Member of the Chamber of Deputies
- In office 15 May 1965 – 15 May 1969
- Constituency: 22nd Departmental Group

Personal details
- Born: 23 February 1926 La Unión, Chile
- Died: 17 October 1994 (aged 68) Santiago, Chile
- Party: Christian Democratic Party
- Spouse: Louisette Vuillemin
- Children: 4
- Education: University of Chile
- Occupation: Politician
- Profession: Surgeon

= Alberto Daiber =

Chilean politician (1926–1994)

Alberto Daiber Etcheverry (23 February 1926 – 17 October 1994) was a Chilean physician and politician, member of the Christian Democratic Party.

He served as Deputy for the 22nd Departmental District (Valdivia, La Unión and Río Bueno) in the legislative period 1965–1969. He had previously been alderman (regidor) of La Unión in 1959 and 1963.

==Biography==
He was born in La Unión on 23 February 1926, the son of Alberto Daiber Von Appenseller and Laurencia Etcheverry Jusant.
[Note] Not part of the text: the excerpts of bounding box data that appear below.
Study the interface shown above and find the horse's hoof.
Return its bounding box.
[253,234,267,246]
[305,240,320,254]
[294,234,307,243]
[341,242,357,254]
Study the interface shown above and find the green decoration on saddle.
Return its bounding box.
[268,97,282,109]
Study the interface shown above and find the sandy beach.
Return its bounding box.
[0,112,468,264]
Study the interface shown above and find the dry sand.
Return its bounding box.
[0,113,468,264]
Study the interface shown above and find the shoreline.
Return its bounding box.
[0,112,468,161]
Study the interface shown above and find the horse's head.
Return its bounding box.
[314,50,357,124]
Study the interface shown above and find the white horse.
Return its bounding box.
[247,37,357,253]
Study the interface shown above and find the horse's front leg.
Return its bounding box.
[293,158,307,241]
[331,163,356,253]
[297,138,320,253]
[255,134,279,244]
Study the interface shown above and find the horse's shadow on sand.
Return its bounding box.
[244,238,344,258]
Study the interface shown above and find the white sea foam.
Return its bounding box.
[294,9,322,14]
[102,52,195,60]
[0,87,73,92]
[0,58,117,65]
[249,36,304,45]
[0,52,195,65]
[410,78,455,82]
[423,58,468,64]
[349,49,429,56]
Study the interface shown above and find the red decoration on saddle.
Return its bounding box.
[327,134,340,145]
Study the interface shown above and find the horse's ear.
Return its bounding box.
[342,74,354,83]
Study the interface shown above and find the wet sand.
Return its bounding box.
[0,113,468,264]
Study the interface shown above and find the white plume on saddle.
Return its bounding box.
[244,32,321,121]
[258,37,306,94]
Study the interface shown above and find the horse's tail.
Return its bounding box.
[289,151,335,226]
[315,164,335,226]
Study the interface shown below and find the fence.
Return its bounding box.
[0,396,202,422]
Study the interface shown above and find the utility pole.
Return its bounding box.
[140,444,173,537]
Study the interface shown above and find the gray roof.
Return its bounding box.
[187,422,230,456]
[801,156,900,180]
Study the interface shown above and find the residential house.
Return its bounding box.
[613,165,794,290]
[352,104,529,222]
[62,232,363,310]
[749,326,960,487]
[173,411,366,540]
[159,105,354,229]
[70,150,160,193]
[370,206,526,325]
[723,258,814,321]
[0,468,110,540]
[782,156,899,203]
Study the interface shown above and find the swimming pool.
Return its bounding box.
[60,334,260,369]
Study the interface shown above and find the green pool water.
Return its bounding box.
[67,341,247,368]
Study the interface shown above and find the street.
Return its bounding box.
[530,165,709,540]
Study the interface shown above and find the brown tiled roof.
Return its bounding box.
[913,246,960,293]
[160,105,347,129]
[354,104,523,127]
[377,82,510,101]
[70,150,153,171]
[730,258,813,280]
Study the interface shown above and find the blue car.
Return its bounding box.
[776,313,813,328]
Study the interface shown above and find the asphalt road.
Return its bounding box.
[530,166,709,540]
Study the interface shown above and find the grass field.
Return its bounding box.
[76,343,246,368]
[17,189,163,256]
Daiber studied at the Liceo of La Unión and later entered the University of Chile, graduating as a surgeon on 7 September 1949 with the thesis Anemias Nieloptísicas.

Between 1944 and 1948, he worked as an assistant in the Chair of Biology. After graduating, he served in the Hospital of La Unión, later working as a cytologist at the Servicio de Medicina of the Hospital del Salvador, and as physician at the Unidad Sanitaria de Quinta Normal.

In 1961 he organized the Hematology Department of the Hospital Barros Luco, where he was chief until 1979. In 1973 he was appointed director of the laboratory of the Clínica Alemana.

He was Associate Professor at the University of Chile in his specialty and presided over the Chilean Society of Hematology between 1980 and 1981.

==Political career==
He joined the Christian Democratic Party and was elected alderman of La Unión in 1959 and again in 1963.

In the 1965 parliamentary elections, he was elected Deputy for the 22nd Departmental District (Valdivia, La Unión and Río Bueno), serving during the legislative period 1965–1969.

He died in Santiago on 17 October 1994.